Leah Hollingsworth hears the foursome perform at Kaufmann Concert Hall, 92Y on 9 March 2019

My best concert advice is never to pass up an opportunity to hear the Brentano Quartet. The New York premiere of Martin Bresnick’s String Quartet no.4 ‘The Planet on the Table’ (2018) opened the evening, providing a ‘musical meditation on [a Wallace Stevens poem], on the transformational value of art, on the power of the creative act’, according to first violinist Mark Steinberg.

The Brentano Quartet has the ability to captivate the ear, and the intensity and total commitment with which the players approached this work was no exception. Cellist Nina Lee played tremendously in the second movement – her ponticello was ethereal and her soaring melodic lines were haunting, mournful, and achingly lovely. The players created an atmosphere of stillness and expectation in the third movement, and painted a sound picture of hope in the fourth. The final movement developed material from the first in new ways and the quartet managed a light-hearted sensibility that was neither trite nor blasé. Radio host Fred Child gave a powerful reading of selections of Stevens’s poetry after the quartet performance.

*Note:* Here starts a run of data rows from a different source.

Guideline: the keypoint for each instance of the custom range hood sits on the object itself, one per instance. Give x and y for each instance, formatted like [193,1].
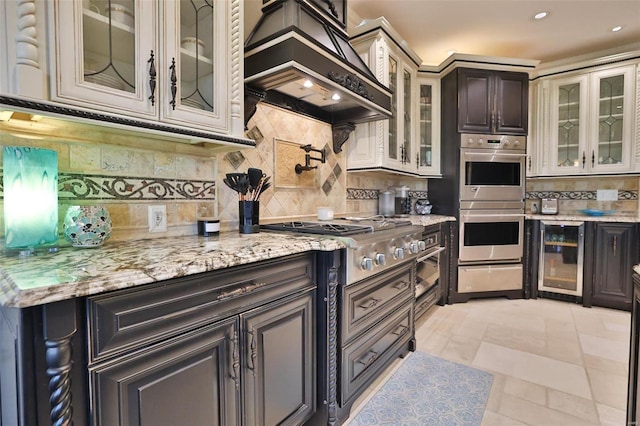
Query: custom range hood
[299,57]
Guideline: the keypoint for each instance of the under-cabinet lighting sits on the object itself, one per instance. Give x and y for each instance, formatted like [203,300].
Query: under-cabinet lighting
[30,179]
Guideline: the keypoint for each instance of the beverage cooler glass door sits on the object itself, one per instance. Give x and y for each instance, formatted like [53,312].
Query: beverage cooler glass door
[561,257]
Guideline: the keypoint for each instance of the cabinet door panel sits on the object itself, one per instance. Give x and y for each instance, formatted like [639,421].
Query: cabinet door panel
[279,362]
[512,102]
[101,57]
[616,253]
[475,97]
[189,380]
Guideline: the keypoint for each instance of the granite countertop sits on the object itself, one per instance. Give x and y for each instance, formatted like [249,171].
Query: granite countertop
[583,217]
[74,272]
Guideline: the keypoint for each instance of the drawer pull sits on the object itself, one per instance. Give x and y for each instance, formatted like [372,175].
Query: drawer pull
[400,330]
[239,291]
[368,359]
[235,360]
[401,285]
[251,362]
[371,303]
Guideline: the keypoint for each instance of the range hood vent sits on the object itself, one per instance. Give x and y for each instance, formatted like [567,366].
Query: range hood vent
[299,57]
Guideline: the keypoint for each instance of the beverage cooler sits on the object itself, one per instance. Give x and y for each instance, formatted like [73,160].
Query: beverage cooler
[561,258]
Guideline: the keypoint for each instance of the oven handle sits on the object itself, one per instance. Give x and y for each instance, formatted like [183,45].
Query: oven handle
[430,254]
[505,215]
[493,155]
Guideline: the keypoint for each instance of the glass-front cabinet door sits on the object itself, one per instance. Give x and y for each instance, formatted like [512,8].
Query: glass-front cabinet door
[101,57]
[612,118]
[161,60]
[591,118]
[428,155]
[569,118]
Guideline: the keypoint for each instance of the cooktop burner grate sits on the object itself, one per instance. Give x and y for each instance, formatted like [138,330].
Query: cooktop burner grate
[330,228]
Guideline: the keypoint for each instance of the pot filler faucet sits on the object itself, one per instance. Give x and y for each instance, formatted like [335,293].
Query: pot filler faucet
[307,159]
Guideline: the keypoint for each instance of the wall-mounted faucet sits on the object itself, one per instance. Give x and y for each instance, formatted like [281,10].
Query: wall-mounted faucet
[307,159]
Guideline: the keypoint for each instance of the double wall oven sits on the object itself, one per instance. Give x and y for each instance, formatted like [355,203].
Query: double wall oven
[491,215]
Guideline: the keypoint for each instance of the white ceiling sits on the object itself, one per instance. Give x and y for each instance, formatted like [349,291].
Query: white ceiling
[503,28]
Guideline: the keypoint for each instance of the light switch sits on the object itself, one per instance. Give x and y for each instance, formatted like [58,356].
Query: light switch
[607,195]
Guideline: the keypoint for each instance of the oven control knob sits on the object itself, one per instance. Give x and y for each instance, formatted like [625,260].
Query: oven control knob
[367,264]
[398,253]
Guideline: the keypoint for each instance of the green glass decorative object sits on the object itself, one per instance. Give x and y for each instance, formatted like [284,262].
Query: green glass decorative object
[30,179]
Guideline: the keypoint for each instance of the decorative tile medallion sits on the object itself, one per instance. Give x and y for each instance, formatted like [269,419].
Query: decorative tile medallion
[578,195]
[99,187]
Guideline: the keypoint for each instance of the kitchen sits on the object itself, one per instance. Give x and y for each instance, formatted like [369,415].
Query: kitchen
[154,162]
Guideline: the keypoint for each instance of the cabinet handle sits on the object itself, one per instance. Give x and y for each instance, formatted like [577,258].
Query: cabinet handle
[251,362]
[235,359]
[371,303]
[368,359]
[152,78]
[174,79]
[400,330]
[401,285]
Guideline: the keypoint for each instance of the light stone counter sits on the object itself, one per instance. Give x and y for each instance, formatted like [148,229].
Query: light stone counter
[73,272]
[583,218]
[430,219]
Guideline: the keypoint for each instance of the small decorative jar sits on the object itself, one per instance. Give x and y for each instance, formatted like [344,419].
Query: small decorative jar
[87,226]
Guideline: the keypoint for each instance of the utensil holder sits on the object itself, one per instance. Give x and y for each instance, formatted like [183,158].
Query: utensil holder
[249,217]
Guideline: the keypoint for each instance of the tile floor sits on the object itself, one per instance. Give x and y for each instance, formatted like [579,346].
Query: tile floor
[554,363]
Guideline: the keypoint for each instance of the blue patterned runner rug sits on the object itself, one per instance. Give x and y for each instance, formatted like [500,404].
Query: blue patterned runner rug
[427,390]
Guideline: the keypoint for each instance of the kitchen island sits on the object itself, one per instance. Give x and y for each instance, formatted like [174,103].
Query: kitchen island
[200,326]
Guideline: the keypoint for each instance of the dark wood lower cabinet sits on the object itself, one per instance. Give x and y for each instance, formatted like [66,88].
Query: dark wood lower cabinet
[229,347]
[633,391]
[611,252]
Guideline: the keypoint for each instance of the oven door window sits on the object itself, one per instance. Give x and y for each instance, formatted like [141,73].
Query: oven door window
[493,173]
[491,233]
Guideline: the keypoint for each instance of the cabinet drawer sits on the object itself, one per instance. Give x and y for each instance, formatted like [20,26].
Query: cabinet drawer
[365,303]
[364,359]
[127,319]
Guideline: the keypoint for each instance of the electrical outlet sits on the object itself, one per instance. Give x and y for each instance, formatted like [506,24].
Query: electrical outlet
[157,219]
[607,195]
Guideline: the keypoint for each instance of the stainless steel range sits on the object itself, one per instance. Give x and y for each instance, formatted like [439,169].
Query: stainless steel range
[366,310]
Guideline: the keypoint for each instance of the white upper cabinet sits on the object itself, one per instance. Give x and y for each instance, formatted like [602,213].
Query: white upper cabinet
[155,60]
[405,143]
[586,123]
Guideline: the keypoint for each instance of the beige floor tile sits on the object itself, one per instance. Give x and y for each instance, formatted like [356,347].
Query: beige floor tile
[526,390]
[460,349]
[610,416]
[608,389]
[613,367]
[494,419]
[533,414]
[533,368]
[612,349]
[515,338]
[573,405]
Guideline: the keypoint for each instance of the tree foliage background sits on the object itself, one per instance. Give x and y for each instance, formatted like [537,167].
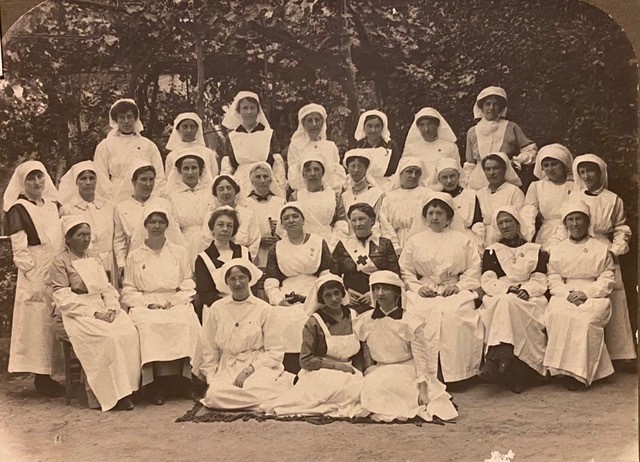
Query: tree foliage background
[567,67]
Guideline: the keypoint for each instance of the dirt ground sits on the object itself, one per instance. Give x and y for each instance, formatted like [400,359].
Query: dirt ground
[547,423]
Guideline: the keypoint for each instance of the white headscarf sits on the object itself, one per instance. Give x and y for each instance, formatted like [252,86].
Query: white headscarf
[300,138]
[579,184]
[175,140]
[313,303]
[360,133]
[510,175]
[68,192]
[444,129]
[554,151]
[489,91]
[16,184]
[232,118]
[137,125]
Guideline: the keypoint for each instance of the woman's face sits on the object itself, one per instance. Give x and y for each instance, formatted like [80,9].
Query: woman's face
[591,175]
[248,111]
[312,124]
[357,169]
[436,217]
[292,221]
[577,223]
[226,193]
[494,171]
[410,177]
[491,108]
[449,179]
[385,295]
[143,185]
[554,169]
[190,172]
[34,184]
[361,223]
[188,129]
[79,241]
[126,121]
[223,229]
[508,226]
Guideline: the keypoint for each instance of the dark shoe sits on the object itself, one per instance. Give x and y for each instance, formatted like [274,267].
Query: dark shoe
[45,385]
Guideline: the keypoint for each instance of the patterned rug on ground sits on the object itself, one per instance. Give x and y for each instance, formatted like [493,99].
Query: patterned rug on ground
[200,414]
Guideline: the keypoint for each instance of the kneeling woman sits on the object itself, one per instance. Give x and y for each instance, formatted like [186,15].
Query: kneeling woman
[158,288]
[328,382]
[103,337]
[242,352]
[514,281]
[397,382]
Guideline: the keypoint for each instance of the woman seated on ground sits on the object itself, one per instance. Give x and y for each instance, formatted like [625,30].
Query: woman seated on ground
[323,207]
[502,190]
[293,265]
[398,383]
[242,352]
[514,281]
[158,289]
[330,380]
[442,266]
[581,278]
[225,193]
[223,224]
[265,205]
[103,337]
[187,135]
[362,253]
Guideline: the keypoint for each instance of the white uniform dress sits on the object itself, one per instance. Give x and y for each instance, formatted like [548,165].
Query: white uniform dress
[576,345]
[109,352]
[453,327]
[507,318]
[165,335]
[237,335]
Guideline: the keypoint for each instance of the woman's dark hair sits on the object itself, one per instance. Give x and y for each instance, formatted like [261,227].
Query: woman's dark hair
[497,158]
[123,106]
[200,161]
[364,208]
[219,180]
[141,170]
[330,285]
[158,213]
[224,213]
[438,203]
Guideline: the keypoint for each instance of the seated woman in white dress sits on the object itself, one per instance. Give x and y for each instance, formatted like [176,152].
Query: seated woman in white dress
[322,206]
[398,383]
[402,203]
[330,380]
[502,190]
[293,265]
[225,193]
[84,189]
[310,139]
[158,289]
[187,135]
[609,224]
[123,145]
[430,139]
[581,278]
[442,266]
[189,192]
[103,337]
[242,352]
[514,282]
[545,196]
[265,205]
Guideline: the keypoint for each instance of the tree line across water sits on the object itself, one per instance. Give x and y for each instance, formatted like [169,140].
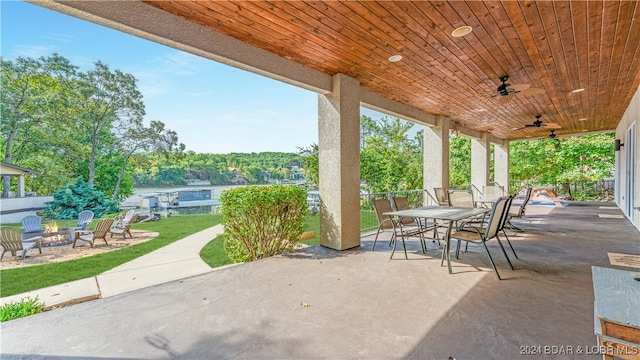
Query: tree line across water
[68,123]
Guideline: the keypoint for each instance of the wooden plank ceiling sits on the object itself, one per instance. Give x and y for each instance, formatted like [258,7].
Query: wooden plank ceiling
[557,46]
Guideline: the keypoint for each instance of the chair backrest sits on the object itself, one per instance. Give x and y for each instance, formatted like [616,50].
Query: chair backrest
[84,218]
[493,191]
[133,219]
[505,212]
[495,218]
[382,206]
[31,223]
[460,198]
[522,206]
[401,203]
[441,196]
[127,217]
[10,239]
[102,228]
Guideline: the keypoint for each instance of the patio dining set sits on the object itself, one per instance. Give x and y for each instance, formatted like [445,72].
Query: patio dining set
[459,215]
[33,236]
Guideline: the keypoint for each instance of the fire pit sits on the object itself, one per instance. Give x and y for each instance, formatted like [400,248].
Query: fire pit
[52,235]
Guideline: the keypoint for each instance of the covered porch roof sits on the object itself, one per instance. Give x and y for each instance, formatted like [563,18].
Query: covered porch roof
[556,48]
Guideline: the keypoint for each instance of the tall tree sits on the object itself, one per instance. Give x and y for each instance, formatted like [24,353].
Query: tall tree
[154,138]
[32,95]
[389,155]
[106,99]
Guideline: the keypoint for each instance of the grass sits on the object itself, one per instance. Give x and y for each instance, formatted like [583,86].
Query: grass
[19,280]
[17,309]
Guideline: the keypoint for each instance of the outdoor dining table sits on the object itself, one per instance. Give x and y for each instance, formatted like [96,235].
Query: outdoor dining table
[485,200]
[446,213]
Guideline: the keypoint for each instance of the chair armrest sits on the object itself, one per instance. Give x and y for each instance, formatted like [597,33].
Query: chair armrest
[33,239]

Beethoven’s incomparable String Quartet in A minor op.132 followed, with projections of Stevens’s poetry in the background. The timing of the projections was impeccable: thoughtful, provocative and utterly beautiful, although at times I found it distracted from the experience of the music. Steinberg’s playing was both precise and also understated, his power coming not from the richness of his sound or the intensity of his dynamics, but from the intensity and intentionality of each note. The second movement had a lovely lilt, with spacious phrases and a gentleness that was strangely water-like (‘flowing always the same / though never the same way twice’ projected from the Stevens). The slow movement was breathtaking and perfectly proportioned: ‘exquisite’ fails to do justice. The quartet ended with balance, intelligence of phrasing, and a rich depth of beauty that comes from only the greatest of artists.